Imagine a robot walking around on a hill. The hill is a metaphorical posterior density, and the steps the robot takes are, metaphorically, the Markov chain. A Markov chain is a series of states in which the next state depends only on the current state. This property of being memoryless is known as the Markov property. The other part of the name (Monte Carlo) comes from the random nature of the process (after the city in Monaco known for its gambling casinos). The term Monte Carlo generally denotes any kind of computer simulation that involves drawing random (or at least pseudorandom) numbers.

The figure to the right illustrates the simple rules that the robot follows as it explores the landscape. Each state of the Markov chain corresponds to a position along the x-axis where the robot is standing. The robot proposes a new step by choosing a random direction (in this case left or right) and a random distance (e.g. a gamma random deviate). The spot where the robot is proposing to go is indicated in the figure by a dotted line. The robot computes a ratio R by dividing the height of the proposed spot by the height of its current position. This ratio, if less than or equal to 1.0, can be interpreted directly as the probability that the robot will move to the proposed spot (i.e. take the step). The robot draws a uniform(0,1) random deviate, and if the deviate is less than R, it takes the step. If R > 1, the robot always takes the step because any random number between 0 and 1 is guaranteed to be less than R in this case. (The probability of accepting the proposal is thus actually min(R, 1).) If the proposal is not accepted, the robot stays where it is and tries again. Any proposal (accepted or not accepted) adds 1 to the total step count.

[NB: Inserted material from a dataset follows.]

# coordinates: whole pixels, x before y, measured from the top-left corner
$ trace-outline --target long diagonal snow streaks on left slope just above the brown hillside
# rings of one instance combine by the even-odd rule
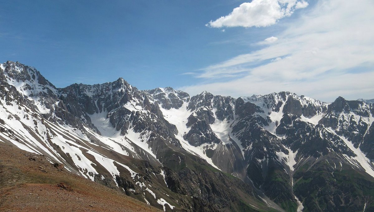
[[[74,165],[78,168],[78,172],[82,176],[85,176],[91,180],[94,179],[94,174],[98,173],[93,167],[98,165],[97,163],[100,163],[105,169],[107,169],[108,172],[113,176],[113,179],[115,179],[115,175],[119,175],[119,171],[114,163],[128,169],[132,177],[136,175],[136,173],[129,169],[128,166],[115,162],[114,160],[109,159],[98,153],[96,150],[90,148],[86,144],[87,141],[84,140],[86,136],[83,135],[80,130],[67,127],[65,125],[65,127],[61,127],[60,125],[56,125],[47,120],[44,120],[42,123],[40,120],[34,119],[31,114],[27,114],[27,112],[24,110],[18,109],[18,106],[15,106],[16,102],[13,103],[13,105],[6,105],[6,109],[1,107],[0,116],[2,117],[9,114],[18,114],[17,116],[19,118],[7,120],[4,126],[7,129],[11,129],[13,132],[15,132],[12,133],[12,136],[16,136],[18,140],[15,141],[14,139],[9,138],[7,136],[9,135],[8,133],[2,133],[1,137],[9,140],[19,148],[39,154],[48,154],[55,160],[55,162],[63,161],[65,164],[67,164],[65,159],[60,156],[61,153],[57,152],[56,149],[51,146],[51,143],[53,143],[57,145],[62,153],[67,154],[71,158]],[[28,117],[26,115],[28,115]],[[25,128],[26,126],[30,127],[30,129]],[[51,143],[47,141],[47,136],[49,136]],[[112,141],[111,145],[113,145],[113,143],[114,142]],[[117,148],[124,153],[122,148]],[[86,154],[90,154],[95,157],[97,163],[89,160]],[[73,171],[73,169],[70,167],[65,167],[68,170]]]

What is the effect of following these rules? Amazingly, these simple rules are sufficient to guarantee that the proportion of steps that fall in a specified interval along the x-axis approximately equals the posterior probability corresponding to that interval. This is an amazing thing! If the “hill” was the posterior density from the coin flipping example above, then one could approximate the probability that the coin was “fair” (i.e. p between 0.45 and 0.55) by counting the number of steps that fall in the interval (0.45, 0.55) and dividing by the total number of steps taken by the robot. Yes, it is that easy!